L’Europe d’outre-mer, ce sont trente-quatre collectivités outre-mer de l’Union européenne. Cette Europe est méconnue par plus d’un, qu’il s’agisse des différentes collectivités françaises d’outre-mer et plus encore des terres ultra-marines des autres États européens. L’ouvrage que nous présentons ici a donc estimé nécessaire de s’ouvrir par un premier rapport introductif établissant le paysage de cette Europe d’outre-mer(2). La carte est dressée de ces collectivités réparties sur toute la planète et liées à six États européens : Danemark, Espagne, France, Pays-Bas, Portugal, Royaume-Uni. Elles suivent deux régimes différents, selon qu’elles sont intégrés à leur État métropolitain (régions ultrapériphériques : RUP) ou qu’elles n’y sont qu’associées (pays et territoires d’outre-mer : PTOM). On évoque aussi une autre catégorie, les États indépendants d’outre-mer, en relation partenariale avec l’Union européenne, rangés sous le sigle ACP, pour Afrique-Caraïbes-Pacifique. Ce rapport précisément documenté explique ensuite la situation de ces collectivités plurielles au plan international (communication, tourisme, ressources naturelles…) et quant à l’affirmation de leur identité propre.

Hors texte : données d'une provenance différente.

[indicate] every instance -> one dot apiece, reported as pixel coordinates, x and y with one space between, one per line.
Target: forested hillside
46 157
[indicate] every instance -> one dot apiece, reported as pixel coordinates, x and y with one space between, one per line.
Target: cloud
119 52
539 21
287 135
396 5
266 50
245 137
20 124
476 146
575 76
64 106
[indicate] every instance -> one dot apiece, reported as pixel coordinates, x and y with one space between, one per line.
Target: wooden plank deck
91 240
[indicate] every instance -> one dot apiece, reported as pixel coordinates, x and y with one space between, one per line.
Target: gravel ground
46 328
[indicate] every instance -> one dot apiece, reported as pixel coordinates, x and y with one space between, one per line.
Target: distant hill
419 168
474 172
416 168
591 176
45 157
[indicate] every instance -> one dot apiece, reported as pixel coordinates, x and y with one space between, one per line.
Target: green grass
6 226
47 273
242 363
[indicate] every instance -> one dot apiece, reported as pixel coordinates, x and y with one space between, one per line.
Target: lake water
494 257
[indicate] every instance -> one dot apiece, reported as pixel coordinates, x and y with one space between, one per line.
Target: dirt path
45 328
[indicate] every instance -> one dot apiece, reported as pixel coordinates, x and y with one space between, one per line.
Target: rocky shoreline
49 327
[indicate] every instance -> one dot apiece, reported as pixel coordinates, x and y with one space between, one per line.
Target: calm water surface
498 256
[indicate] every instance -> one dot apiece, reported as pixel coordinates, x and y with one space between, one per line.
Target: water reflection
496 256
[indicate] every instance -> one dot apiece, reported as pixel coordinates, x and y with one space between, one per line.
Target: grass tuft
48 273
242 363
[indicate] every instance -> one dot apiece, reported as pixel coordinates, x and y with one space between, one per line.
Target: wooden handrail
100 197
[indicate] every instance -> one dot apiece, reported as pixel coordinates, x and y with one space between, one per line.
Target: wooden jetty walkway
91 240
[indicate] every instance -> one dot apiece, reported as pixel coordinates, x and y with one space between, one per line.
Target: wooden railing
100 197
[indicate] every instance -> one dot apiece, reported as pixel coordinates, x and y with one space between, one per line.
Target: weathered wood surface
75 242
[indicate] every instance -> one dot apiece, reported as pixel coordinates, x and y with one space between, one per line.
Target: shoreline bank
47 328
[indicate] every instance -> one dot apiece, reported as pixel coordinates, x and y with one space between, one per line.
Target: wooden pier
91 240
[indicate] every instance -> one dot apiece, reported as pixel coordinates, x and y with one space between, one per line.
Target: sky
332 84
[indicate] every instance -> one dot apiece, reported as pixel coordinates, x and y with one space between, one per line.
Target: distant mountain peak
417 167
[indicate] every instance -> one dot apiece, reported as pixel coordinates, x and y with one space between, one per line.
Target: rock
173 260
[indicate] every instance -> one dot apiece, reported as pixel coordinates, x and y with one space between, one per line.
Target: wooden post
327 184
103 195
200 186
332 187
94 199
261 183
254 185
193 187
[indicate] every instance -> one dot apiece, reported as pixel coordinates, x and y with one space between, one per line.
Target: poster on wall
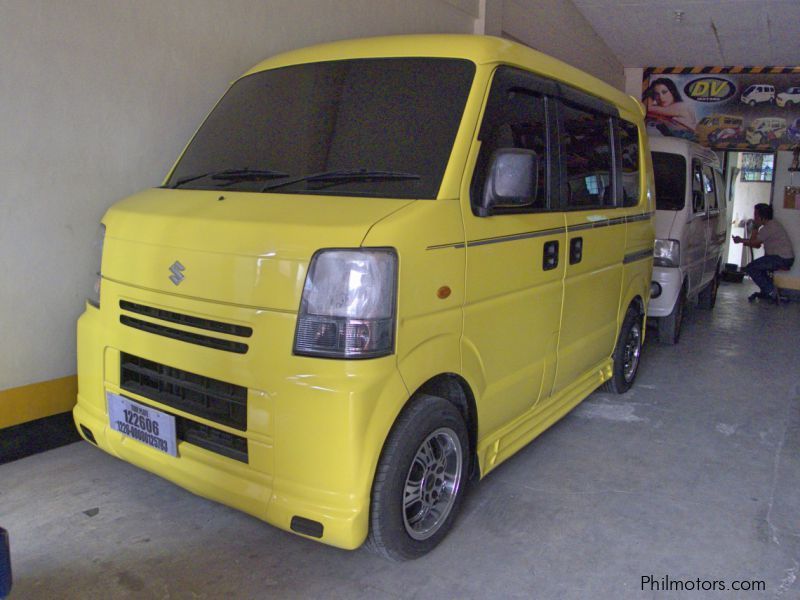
725 108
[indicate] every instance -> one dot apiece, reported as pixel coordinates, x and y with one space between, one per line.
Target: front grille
184 336
211 399
173 317
214 440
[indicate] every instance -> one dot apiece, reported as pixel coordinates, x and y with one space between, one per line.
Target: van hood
238 248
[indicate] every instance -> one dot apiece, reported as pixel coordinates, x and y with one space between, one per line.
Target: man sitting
778 252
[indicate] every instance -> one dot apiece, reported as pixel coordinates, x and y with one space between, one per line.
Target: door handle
550 256
575 250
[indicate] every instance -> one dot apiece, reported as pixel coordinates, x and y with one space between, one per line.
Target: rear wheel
669 327
708 296
626 354
420 480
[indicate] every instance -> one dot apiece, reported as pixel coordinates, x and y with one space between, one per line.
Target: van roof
674 145
480 49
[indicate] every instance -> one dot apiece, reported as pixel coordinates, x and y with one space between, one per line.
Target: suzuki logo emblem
177 270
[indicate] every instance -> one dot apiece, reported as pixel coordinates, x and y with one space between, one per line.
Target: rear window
670 176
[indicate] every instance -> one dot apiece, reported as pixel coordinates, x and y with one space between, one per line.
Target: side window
710 188
698 188
588 156
514 118
629 148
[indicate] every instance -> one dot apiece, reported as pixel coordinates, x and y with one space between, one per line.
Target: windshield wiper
234 175
344 176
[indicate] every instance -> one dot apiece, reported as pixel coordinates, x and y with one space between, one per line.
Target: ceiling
671 33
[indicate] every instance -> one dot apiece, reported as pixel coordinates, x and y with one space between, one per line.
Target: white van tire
669 327
708 295
626 354
427 450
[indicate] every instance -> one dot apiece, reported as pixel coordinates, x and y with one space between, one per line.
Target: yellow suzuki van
379 269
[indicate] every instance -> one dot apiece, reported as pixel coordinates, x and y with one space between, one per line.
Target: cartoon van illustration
756 94
715 129
791 97
765 130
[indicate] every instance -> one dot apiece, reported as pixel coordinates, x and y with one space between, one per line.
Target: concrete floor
694 474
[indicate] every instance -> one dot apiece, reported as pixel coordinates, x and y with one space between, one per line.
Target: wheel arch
455 389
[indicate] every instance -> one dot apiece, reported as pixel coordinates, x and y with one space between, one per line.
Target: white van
691 231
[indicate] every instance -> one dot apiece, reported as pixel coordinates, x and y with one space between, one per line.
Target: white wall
97 99
557 28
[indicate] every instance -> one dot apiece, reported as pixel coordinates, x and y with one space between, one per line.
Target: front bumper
670 279
315 427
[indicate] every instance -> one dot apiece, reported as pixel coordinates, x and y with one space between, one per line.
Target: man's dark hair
764 211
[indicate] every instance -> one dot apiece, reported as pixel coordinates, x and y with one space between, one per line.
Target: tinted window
710 188
698 188
587 147
629 144
517 119
396 116
670 180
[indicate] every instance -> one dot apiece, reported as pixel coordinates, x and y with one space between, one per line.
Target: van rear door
595 239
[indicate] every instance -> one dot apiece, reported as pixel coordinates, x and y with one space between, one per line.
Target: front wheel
420 480
626 354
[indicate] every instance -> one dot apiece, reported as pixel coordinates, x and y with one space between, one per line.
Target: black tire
669 327
626 354
708 295
420 479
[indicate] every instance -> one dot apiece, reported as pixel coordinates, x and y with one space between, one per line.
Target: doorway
749 177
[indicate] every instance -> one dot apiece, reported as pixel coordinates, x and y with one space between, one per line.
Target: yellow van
379 269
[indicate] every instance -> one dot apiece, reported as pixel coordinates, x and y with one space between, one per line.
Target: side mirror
698 200
512 180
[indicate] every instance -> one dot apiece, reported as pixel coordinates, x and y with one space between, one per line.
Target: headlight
94 295
348 305
667 253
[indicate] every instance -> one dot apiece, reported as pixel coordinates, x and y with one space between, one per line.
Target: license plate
142 423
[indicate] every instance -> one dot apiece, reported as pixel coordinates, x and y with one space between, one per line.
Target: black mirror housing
512 180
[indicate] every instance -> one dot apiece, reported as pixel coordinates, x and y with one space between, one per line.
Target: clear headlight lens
667 253
94 295
348 305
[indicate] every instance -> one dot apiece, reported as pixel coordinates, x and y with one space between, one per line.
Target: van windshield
371 127
670 180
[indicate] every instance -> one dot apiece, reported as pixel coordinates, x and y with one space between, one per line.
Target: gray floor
694 474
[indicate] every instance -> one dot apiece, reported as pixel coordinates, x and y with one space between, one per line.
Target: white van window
710 188
372 127
698 188
587 147
629 148
670 180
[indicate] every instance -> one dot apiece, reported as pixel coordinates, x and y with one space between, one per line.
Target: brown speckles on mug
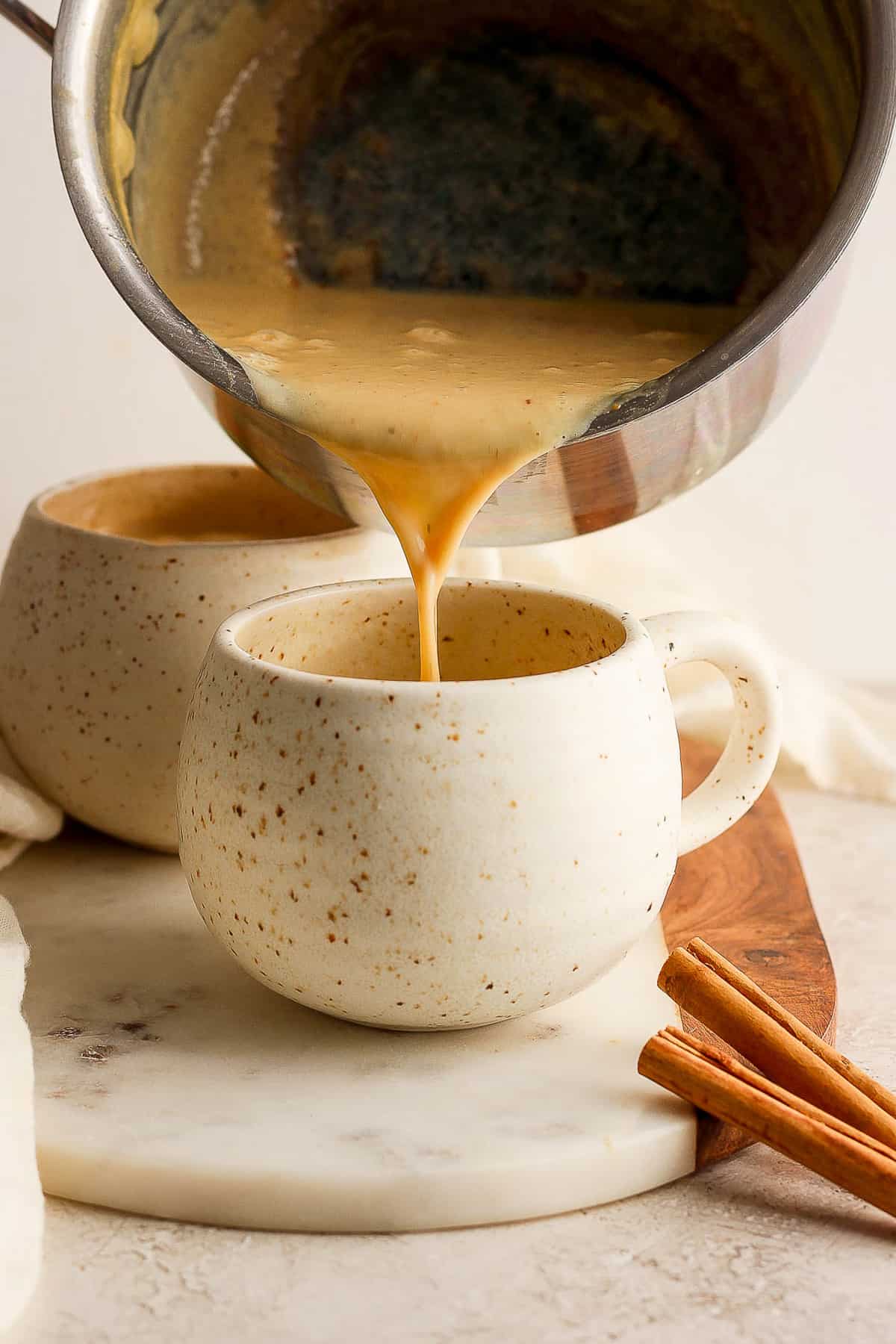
504 867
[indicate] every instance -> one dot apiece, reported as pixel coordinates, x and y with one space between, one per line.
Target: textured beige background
754 1250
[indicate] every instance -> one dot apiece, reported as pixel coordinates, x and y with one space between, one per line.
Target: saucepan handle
28 22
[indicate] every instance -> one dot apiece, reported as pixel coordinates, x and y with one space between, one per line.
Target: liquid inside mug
429 856
111 593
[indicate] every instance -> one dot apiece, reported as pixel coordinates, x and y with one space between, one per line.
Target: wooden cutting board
746 895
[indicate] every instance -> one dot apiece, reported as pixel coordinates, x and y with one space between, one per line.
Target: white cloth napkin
25 816
836 737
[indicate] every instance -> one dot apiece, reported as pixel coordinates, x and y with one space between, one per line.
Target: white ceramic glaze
430 856
168 1082
102 635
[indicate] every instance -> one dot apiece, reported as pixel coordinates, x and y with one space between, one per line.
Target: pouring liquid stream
435 398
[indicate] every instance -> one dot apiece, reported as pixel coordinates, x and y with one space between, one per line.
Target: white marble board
171 1083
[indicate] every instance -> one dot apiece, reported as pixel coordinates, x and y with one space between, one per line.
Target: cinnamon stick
729 1004
785 1121
750 989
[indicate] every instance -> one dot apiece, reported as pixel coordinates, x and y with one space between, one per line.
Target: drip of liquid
435 398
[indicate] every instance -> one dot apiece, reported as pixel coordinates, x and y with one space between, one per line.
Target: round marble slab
171 1083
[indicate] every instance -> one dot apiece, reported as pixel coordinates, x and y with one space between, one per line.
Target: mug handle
751 752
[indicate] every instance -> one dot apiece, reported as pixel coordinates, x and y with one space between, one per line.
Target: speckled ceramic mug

Après cette première contribution jouant le rôle de révélateur de la carte des outre-mers de l’Union européenne, un second rapport introductif se place sur le plan de l’esprit des relations entre l’Union européenne et ses outre-mers. Il explique de quoi sont tissées ces relations : d’une combinaison d’aspirations réciproques et fondamentalement de solidarité[3]. Nous devons comprendre que les régimes d’identité et ceux de spécificité ne doivent jamais être exclusifs les uns des autres. C’est la solidarité qui doit régner, ce thème traversant tout l’ouvrage, et celle-ci peut se traduire tant par des éléments reproduisant ce que le modèle peut pertinemment transposer que par d’autres qui expriment les identités propres. La solidarité s’exprime par l’indistinction et par la différenciation. Des racines se développent des liens arborescents et multiformes mais en profondeur ce que traduit cet ensemble, c’est l’idée générale de solidarité. L’Union européenne et ses outre-mers sont solidaires.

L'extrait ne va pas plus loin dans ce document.